Respiratory rate can be measured directly by counting the rise and fall of someone’s chest or indirectly by reading it from another signal in your body, like your heart’s activity. A widely used method is deriving respiration from photoplethysmography (PPG), the same light pulses used to measure heart rate in Oura and many hospital devices.
How Does It Work?
Oura derives your respiratory rate exclusively from your nighttime PPG data – the same signal it uses to measure your resting heart rate and heart rate variability.
Nighttime is an ideal time to measure respiration because your body is in a consistent state. During the day, many factors can influence your respiratory rate (e.g., caffeine, emotion, exercise), and it’s even been shown that your rate increases when you know it is being counted.
You can measure respiration in your heartbeat because your heart and lungs are closely connected by a process called respiratory sinus arrhythmia. Although it sounds serious, it’s a completely normal and simple partnership:
- When you breathe in, your heart rate increases.
- When you breathe out, your heart rate slows down.
This helps your body take in oxygen and expel CO2 with as few heartbeats as possible. Because this pattern is predictable, you can measure the variation between heartbeats to determine your respiratory rate.
READ MORE: Understanding Your Respiratory Rate While Sleeping
How Is It Calculated?
Your Oura uses your PPG data to spot your respiratory sinus arrhythmia pattern (your heart speeds up as you breathe in and slows down as you breathe out). Your respiratory rate is calculated based on the number of times this happens in a minute.
Let’s explore how that looks in the data.
1. Electrical signals power your heart to contract. This is what you see in a classic ECG signal showing a few heartbeats:
2. Each time your heart beats, it sends a pulse of blood moving out through your arteries, including the ones in your finger where your Oura sits. You can read this activity without an ECG by using a PPG sensor to shine a light onto your skin. As the pulse of movement through your circulatory system changes, the amount of light that is reflected back changes with it, signaling precisely how your heart is beating. Oura uses infrared PPG which penetrates deeper than other green light wearables to measure as close to your arteries as possible.
3. In this PPG data, your respiratory sinus arrhythmia pattern can be spotted by identifying when your heart rate speeds up (breathing in) or slows down (breathing out). This is done by calculating the interval between your heart beats, your interbeat intervals (IBI). You can follow that process in-depth with the image below:
READ MORE: What is the Relationship Between Heart Rate and Respiratory Rate?

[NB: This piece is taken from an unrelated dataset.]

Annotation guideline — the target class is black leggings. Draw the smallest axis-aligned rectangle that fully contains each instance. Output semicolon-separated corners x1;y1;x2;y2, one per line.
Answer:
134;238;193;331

How To Interpret Your Respiratory Rate
Currently, the Oura App gives the average respiratory rate from your night under the Readiness tab.
By tapping on this number, you can also expand this view to look at your trend over time. This view answers the question,”Is my breathing rate increased compared to my baseline?” or more widely, “Is something challenging my system?”

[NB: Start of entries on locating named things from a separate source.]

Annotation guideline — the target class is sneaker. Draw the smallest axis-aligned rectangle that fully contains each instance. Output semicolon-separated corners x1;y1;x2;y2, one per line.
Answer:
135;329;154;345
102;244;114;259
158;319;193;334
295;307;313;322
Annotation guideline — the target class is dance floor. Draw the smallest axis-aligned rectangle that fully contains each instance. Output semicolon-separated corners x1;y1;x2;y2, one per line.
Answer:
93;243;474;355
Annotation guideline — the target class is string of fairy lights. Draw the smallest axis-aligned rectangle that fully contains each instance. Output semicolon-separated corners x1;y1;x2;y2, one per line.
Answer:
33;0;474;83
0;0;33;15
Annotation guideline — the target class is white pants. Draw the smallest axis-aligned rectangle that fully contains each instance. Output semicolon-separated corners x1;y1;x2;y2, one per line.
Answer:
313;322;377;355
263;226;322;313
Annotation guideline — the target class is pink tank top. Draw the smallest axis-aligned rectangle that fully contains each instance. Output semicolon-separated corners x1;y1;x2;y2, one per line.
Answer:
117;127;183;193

A typical range for a healthy adult is 12–20 breaths per minute, and a fluctuation of more than 1-2 breaths per minute is notable.
Keep in mind: PPG respiratory rate is a great way to compare your averages across different nights.

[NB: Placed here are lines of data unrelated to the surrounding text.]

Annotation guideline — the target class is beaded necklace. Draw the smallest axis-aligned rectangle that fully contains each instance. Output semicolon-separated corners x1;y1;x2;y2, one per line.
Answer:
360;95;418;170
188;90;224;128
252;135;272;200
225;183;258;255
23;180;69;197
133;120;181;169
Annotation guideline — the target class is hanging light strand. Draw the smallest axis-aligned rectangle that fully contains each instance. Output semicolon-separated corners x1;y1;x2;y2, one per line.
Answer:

For most people, respiratory rate can be easily determined over the course of the night. However, there are some breathing conditions that may disrupt portions of the nightly signal. In most cases, this will not impact the accuracy of their data, but is worth noting.
For example, the heart of an individual with sleep apnea may keep beating in a pattern that anticipates a normal respiratory sinus arrhythmia (breathe in – speed up, breathe out – slow down). But the actual air flow can be restricted for the individual and may result in a different number of breathing cycles than can be seen in the PPG signal. For most individuals, this is not a problem, especially when you look at long-term trends and deviations from your baseline.